####                                    #### Uncertainty Quantification - P10 / P50 / P90*

Also see:

When there are significant uncertainties in our heterogeneous reservoir descriptions, as there almost always are, there is no such thing as a meaningful P10, P50, P90, or Px case description.  There are only meaningful P10, P50, or Px results that must be determined from probabilistic analysis.  Any valid question in reservoir modeling, regardless of the model used, must be asked to some number of cases, representing many combinations of the uncertainties, in order to obtain a probabilistic distribution of the answer.   Absolute predictions require a statistically significant set of cases, but optimizations may require only a small number (see SensorPx Example 3).

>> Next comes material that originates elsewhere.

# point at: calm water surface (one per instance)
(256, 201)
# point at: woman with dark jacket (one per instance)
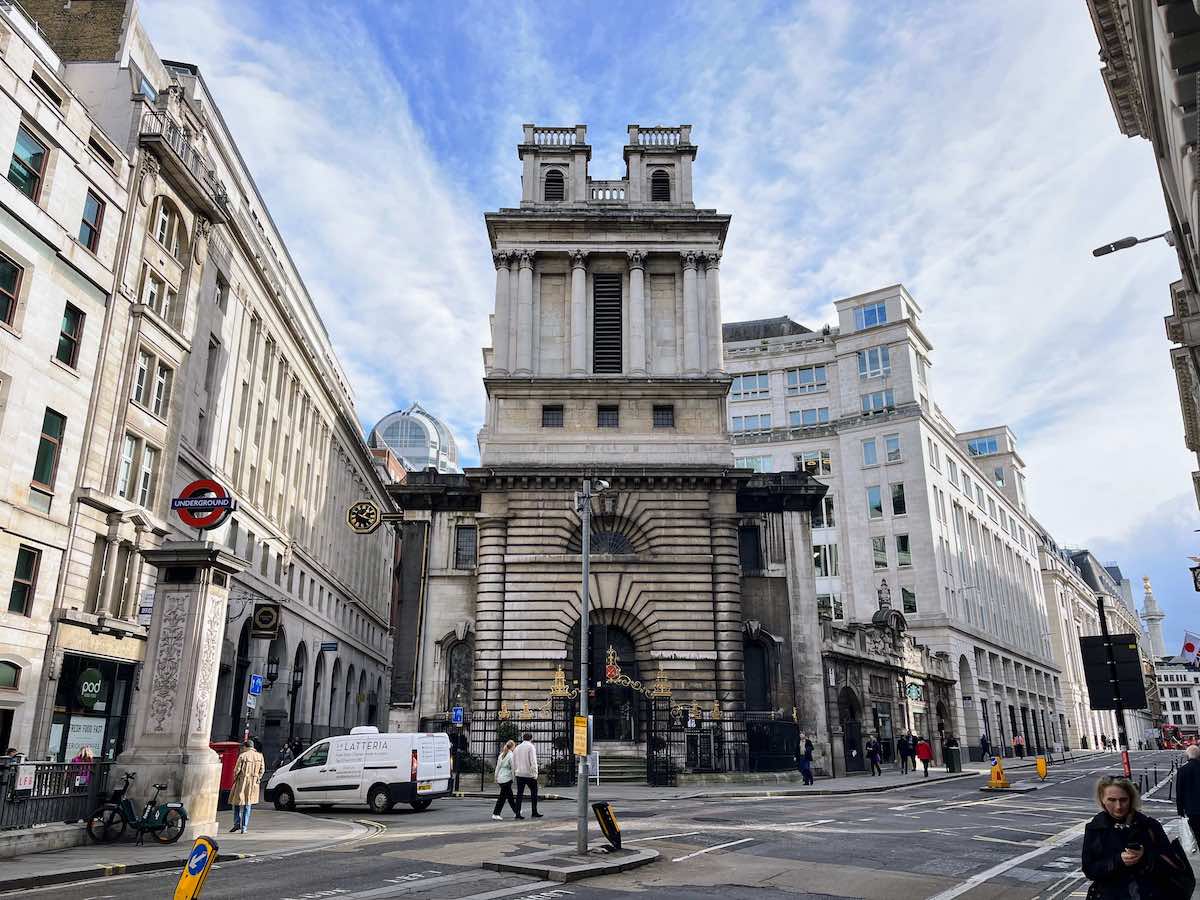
(1122, 846)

Individual scenarios have a near-zero probability of occurrence, and any desired number of Px cases of oil recovery, for example, can be found or constructed.  When the uncertainties have large effects on the results, no single case can answer any question or represent any probability of description or behavior, and is virtually meaningless in itself, beyond the Px probabilistic result that it reproduces and that was used to choose it amongst the considered scenarios.

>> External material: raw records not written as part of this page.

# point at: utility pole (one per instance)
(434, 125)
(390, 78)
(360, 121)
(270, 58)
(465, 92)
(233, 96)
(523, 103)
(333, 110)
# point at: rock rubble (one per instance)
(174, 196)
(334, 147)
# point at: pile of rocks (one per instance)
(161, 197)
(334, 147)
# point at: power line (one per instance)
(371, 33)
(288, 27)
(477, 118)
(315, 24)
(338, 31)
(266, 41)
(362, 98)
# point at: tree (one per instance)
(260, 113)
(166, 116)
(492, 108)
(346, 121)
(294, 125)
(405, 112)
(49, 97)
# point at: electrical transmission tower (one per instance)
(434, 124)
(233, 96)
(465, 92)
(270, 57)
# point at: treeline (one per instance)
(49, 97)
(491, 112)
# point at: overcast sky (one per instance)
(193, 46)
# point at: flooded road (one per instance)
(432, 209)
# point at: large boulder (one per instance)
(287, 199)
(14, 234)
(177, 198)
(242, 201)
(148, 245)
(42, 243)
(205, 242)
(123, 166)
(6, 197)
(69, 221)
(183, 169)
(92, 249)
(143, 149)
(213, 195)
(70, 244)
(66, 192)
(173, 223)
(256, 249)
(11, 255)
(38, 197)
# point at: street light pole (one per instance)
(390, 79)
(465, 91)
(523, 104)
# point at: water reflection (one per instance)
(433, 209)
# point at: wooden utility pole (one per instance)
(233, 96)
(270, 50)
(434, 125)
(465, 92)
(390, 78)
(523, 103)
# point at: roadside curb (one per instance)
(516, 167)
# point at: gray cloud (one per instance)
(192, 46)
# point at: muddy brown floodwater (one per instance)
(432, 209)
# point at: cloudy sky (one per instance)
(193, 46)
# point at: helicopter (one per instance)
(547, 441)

In probabilistic analysis, one might run 1000 realizations of equally-probable combinations of the uncertain variables.  The estimated P90 oil recovery is the recovery that is exceeded in 90% of the cases (there is a 90% chance the recovery will be greater than the exceedance P90 value)**.  "Cumulative" probabilities are the opposite of exceedance probabilities:

low            median           high

Exceedance probabilities:          P90               P50             P10

Cumulative probabilities:            P10               P50             P90

A given case might give a P90 oil recovery and a P10 gas recovery.  In general there will be no realization that gives P90 results for more than one variable.  Depending on how much effect the uncertain variables have on the results, there may be no such thing as "what happens in the neighborhood of the P10".  There is such a thing, if the effect is little.  Two P90 cases (of a given variable) can easily be absolutely and completely different.  Multiple P10 cases tend to exhibit less difference in description and behavior.  The differences in multiple cases giving a result of the same exceedance probability Px decrease with decreasing value of x.

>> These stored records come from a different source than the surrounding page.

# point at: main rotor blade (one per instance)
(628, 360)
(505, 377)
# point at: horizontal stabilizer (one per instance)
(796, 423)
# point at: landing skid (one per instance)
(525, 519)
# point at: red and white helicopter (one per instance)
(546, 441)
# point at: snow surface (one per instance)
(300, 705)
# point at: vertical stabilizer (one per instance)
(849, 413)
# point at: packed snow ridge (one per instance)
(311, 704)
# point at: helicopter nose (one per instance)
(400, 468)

Consider a case that gives (optimistic) P10 oil recovery that has very many wells.  From that case one might easily construct two P90 oil recovery (pessimistic) cases that each operate a completely different subset of the wells in the P10 oil recovery case.

That same extreme difference of representative cases naturally results from stochastic (or probabilistic) representation of the most common uncertain variables, porosity and permeability.

Coming up with a Px case requires a reverse model calculation, no matter what model is used, to determine the inputs corresponding to a set of Px scalar outputs, as a function of time.  That is a far, far more complex task than the forward model.  Those companies and processes insisting on single or a few representative probabilistic cases (rather than results) are not correctly using reservoir models.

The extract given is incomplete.